Свиток послушно стал разворачиваться. Гордиан, встав на колени, перехватил пергаментную ленту, подносил ее к глазам и читал загадочные письмена, надеясь отыскать хоть какой-то намек на современные события. Ничего… Невнятное бормотание о грядущих бедах, не имеющих отношения не только к самому Гордиану, но и к Риму. Такое впечатление, что в будущем Рим вообще исчезнет с лица земли. Не найдя в прочитанном ясности, он попытался разорвать пергамент, но тщетно. С таким же успехом он мог бы разорвать лезвие меча. Края пергамента сделались так остры, что Гордиан порезал ладонь, и кровь часто закапала на лицо мозаичного Аристотеля. Как легко быть мудрым, если ты не обладаешь властью.
Свиток снова свернулся, чтобы в иной своей ипостасии поведать читателю фривольные стихи великого поэта. Так, попеременно, он говорил то о грядущих бедствиях и смерти, то о любви… О любви и смерти… Гордиан бессильно склонил голову на руки. Кто разгадает проклятую загадку бесконечного пергамента? Кто? Когда?..

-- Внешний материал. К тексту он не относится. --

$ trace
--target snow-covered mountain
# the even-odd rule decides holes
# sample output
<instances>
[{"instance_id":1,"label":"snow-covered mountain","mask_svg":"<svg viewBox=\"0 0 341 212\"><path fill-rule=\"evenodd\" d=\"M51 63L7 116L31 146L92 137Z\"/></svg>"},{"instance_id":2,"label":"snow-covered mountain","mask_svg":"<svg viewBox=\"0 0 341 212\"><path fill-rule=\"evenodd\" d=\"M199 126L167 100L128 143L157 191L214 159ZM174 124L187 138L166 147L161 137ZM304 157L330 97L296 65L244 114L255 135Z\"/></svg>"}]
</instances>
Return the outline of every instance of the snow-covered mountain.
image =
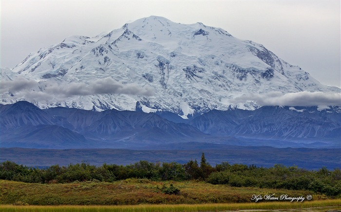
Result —
<instances>
[{"instance_id":1,"label":"snow-covered mountain","mask_svg":"<svg viewBox=\"0 0 341 212\"><path fill-rule=\"evenodd\" d=\"M1 69L3 104L25 100L101 111L196 113L260 106L246 94L336 91L261 44L201 23L152 16L109 33L74 36ZM244 97L243 98L243 97ZM242 98L242 101L235 99Z\"/></svg>"}]
</instances>

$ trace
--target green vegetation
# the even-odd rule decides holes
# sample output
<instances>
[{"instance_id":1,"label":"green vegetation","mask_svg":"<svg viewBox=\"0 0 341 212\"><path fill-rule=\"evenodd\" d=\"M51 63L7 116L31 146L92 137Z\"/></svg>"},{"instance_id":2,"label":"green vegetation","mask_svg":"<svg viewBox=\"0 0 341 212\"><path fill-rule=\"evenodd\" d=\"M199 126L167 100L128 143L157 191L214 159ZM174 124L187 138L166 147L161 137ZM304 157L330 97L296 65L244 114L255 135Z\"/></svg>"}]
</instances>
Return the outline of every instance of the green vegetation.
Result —
<instances>
[{"instance_id":1,"label":"green vegetation","mask_svg":"<svg viewBox=\"0 0 341 212\"><path fill-rule=\"evenodd\" d=\"M227 162L212 167L204 153L200 163L190 160L184 164L141 161L126 166L96 166L82 163L38 169L9 161L0 163L0 204L251 202L254 202L251 200L254 195L274 194L312 195L313 200L340 198L341 171L325 167L308 171L281 165L264 168Z\"/></svg>"},{"instance_id":2,"label":"green vegetation","mask_svg":"<svg viewBox=\"0 0 341 212\"><path fill-rule=\"evenodd\" d=\"M0 205L0 211L3 212L204 212L226 211L240 210L277 210L309 209L307 211L325 211L327 210L340 210L341 200L328 200L313 201L303 203L271 202L260 203L205 204L194 205L139 205L128 206L14 206ZM335 207L335 206L336 206Z\"/></svg>"},{"instance_id":3,"label":"green vegetation","mask_svg":"<svg viewBox=\"0 0 341 212\"><path fill-rule=\"evenodd\" d=\"M172 187L170 184L180 190L177 194L163 192L163 187L169 189ZM309 191L234 187L196 180L161 182L148 179L127 179L113 182L92 181L42 184L0 180L0 204L17 205L246 203L255 202L251 200L254 195L264 196L274 194L278 196L287 195L293 197L306 197L311 195L313 200L330 198ZM262 200L257 203L264 202L265 201ZM306 199L304 202L310 201Z\"/></svg>"}]
</instances>

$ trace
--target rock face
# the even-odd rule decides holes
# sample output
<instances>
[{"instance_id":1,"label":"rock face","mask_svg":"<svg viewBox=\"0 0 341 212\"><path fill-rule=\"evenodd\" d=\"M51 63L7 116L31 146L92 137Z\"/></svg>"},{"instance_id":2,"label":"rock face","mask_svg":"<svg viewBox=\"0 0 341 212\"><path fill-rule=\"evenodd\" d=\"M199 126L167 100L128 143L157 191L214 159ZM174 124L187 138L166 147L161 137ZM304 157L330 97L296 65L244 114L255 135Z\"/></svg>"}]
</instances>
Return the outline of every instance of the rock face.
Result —
<instances>
[{"instance_id":1,"label":"rock face","mask_svg":"<svg viewBox=\"0 0 341 212\"><path fill-rule=\"evenodd\" d=\"M2 89L4 104L24 100L40 108L96 111L134 111L137 105L185 118L261 106L235 101L246 94L331 89L262 45L201 23L154 16L94 37L68 37L12 70L1 69L1 76L6 84L22 82Z\"/></svg>"}]
</instances>

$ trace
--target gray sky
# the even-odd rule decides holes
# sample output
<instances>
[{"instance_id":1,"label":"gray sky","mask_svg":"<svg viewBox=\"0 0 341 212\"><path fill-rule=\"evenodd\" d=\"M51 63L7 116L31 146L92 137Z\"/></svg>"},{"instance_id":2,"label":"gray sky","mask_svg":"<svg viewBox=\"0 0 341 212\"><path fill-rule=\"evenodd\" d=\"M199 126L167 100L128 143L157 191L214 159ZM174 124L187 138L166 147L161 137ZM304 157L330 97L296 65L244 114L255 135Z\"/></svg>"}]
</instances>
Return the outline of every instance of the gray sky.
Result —
<instances>
[{"instance_id":1,"label":"gray sky","mask_svg":"<svg viewBox=\"0 0 341 212\"><path fill-rule=\"evenodd\" d=\"M1 64L70 35L95 36L150 16L197 22L261 43L323 84L341 87L337 0L6 0L1 1Z\"/></svg>"}]
</instances>

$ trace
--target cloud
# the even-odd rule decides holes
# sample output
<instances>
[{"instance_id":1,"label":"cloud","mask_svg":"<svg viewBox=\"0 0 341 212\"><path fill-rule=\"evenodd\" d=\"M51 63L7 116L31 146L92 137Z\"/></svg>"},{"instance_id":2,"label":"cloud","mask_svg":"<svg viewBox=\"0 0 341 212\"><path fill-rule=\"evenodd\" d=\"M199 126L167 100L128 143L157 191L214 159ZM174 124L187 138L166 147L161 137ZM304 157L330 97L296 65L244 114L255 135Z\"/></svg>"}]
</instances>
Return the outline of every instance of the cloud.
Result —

- Ты здесь и спал? - Чья-то рука коснулась его волос.
Он поднял голову. Перед ним стояла Юлия в белой столе из тонкого льна. Ее черные волосы сверкали в свете солнечных лучей, заливавших библиотеку. Наступило утро, и светильник на подставке давно погас.

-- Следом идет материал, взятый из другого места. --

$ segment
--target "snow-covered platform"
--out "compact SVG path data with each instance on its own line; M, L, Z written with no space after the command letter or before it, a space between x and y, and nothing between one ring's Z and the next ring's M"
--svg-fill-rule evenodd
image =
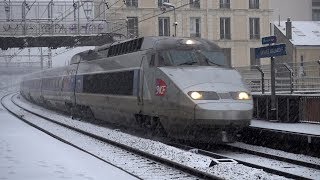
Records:
M280 123L265 120L252 120L251 127L295 133L306 136L320 136L320 124L311 123Z
M0 179L137 179L25 124L0 106Z
M242 141L249 144L307 155L320 154L320 124L252 120L242 135Z

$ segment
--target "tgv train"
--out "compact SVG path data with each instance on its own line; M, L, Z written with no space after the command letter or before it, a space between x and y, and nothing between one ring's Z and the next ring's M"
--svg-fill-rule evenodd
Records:
M78 53L26 76L21 95L46 107L170 137L227 142L249 126L253 102L221 49L204 39L142 37Z

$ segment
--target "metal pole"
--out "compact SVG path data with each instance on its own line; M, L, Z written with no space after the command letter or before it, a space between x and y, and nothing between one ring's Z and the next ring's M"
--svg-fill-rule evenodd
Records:
M42 47L40 47L40 65L41 65L41 69L43 69L43 52L42 52Z
M23 3L22 3L22 21L23 21L23 32L22 32L22 34L23 35L26 35L26 31L27 31L27 29L26 29L26 8L27 8L27 1L26 0L24 0L23 1Z
M276 76L274 57L271 57L271 118L276 118Z
M262 69L259 66L255 66L255 67L261 73L261 92L262 92L262 94L264 94L264 72L262 71Z
M174 37L177 37L177 17L176 17L176 7L173 7L173 16L174 16Z
M80 1L78 0L78 34L80 34Z
M48 66L49 66L49 68L52 68L52 52L51 52L51 48L48 48Z
M293 93L293 70L287 63L284 63L283 65L290 72L290 93L292 94Z

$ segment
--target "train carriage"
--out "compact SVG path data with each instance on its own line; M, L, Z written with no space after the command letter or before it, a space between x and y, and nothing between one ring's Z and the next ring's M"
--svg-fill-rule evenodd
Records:
M204 39L115 42L42 74L40 94L33 94L41 97L39 103L129 127L161 127L177 139L226 142L252 117L251 95L240 74ZM48 90L50 74L56 76ZM21 84L24 96L28 78Z

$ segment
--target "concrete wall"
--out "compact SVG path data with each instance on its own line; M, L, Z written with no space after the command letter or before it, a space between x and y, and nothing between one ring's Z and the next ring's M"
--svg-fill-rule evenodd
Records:
M95 0L100 2L100 0ZM113 4L116 0L108 1ZM232 66L250 65L250 48L261 46L260 39L250 39L249 18L260 18L260 37L270 34L269 0L260 0L259 9L249 9L249 0L232 0L230 9L220 9L219 0L200 0L200 9L192 9L189 5L176 9L178 22L177 36L190 37L190 18L201 18L201 37L214 40L222 48L231 48ZM189 0L170 0L179 7L189 3ZM119 1L108 11L110 19L121 19L129 16L138 17L139 36L157 36L158 17L170 18L170 34L174 34L174 13L161 14L158 0L139 0L138 8L127 8L123 1ZM153 17L154 16L154 17ZM231 19L231 40L220 39L220 17ZM147 18L150 18L146 20Z
M312 21L312 0L270 0L271 21Z

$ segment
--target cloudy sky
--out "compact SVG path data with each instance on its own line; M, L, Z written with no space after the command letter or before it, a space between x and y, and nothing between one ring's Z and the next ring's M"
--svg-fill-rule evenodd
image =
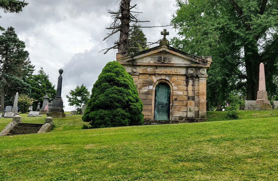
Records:
M84 83L91 91L105 64L115 60L115 52L104 55L100 50L113 46L113 41L103 41L108 32L105 28L112 21L106 9L118 8L116 0L25 0L29 4L19 14L0 15L0 23L6 28L15 29L19 39L26 43L26 49L35 68L42 67L50 81L57 85L58 70L62 68L62 96L65 110L73 110L68 105L65 95L77 85ZM175 0L132 1L138 10L143 12L140 18L148 20L143 25L168 24L176 8ZM148 40L161 38L164 28L144 28ZM168 39L177 36L167 27ZM114 38L117 38L116 35Z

- Что ты здесь делаешь, Юлия? - спросил Гордиан, поспешно пряча свиток в футляр.
Девушка не ответила, но смотрела на него насмешливо. Наверное, у него был нелепый вид, после того как он заснул прямо за столом, уронив голову на руки.

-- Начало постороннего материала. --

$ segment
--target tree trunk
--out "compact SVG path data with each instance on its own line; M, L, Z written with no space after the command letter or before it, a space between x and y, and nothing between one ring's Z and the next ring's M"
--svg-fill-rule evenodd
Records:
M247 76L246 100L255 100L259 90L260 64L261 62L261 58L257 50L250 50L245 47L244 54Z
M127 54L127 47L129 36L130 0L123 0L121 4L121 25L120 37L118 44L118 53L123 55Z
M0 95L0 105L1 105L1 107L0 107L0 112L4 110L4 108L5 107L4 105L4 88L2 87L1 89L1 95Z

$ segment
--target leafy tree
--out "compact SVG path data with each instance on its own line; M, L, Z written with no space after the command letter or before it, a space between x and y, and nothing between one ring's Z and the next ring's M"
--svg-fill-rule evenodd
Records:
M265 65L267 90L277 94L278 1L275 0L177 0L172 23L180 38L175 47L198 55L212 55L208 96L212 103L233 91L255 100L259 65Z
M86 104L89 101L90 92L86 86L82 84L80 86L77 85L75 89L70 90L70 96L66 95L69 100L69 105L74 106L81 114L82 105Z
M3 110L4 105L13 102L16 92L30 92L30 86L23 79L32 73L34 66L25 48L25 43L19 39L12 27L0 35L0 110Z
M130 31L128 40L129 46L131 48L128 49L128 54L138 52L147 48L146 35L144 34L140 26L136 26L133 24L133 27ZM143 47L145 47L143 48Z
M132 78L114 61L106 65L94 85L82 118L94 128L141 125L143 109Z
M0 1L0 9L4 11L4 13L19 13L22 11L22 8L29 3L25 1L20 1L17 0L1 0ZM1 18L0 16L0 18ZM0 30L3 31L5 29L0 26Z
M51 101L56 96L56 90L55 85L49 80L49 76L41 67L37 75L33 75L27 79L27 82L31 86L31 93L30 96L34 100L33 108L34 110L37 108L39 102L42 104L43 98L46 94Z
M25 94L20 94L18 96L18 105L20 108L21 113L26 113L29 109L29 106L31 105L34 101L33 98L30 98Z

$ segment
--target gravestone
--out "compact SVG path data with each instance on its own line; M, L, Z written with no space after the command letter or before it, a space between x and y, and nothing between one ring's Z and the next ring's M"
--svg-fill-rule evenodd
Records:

- Ты мог устроить пожар в библиотеке и задохнуться в дыму, - строго заметила она.
Она, как всегда, была рассудительна и мудра.
- Чье сочинение ты ищешь на этот раз? - спросил он.
- Хочу взять труд Цицерона…
- А, того самого, чью голову Марк Антоний держал на блюде у себя на столе, чтобы насладиться победой над мудрецом, а его жена протыкала язык мертвеца булавкой.
- Зачем ты говоришь о таких мерзостях?
- Я теперь называюсь Августом. Мне волей-неволей приходится думать о том, что творили мои предшественники.
- Отец говорит, что всякого человека власть развращает, но ты - единственный не подвластный этой заразе.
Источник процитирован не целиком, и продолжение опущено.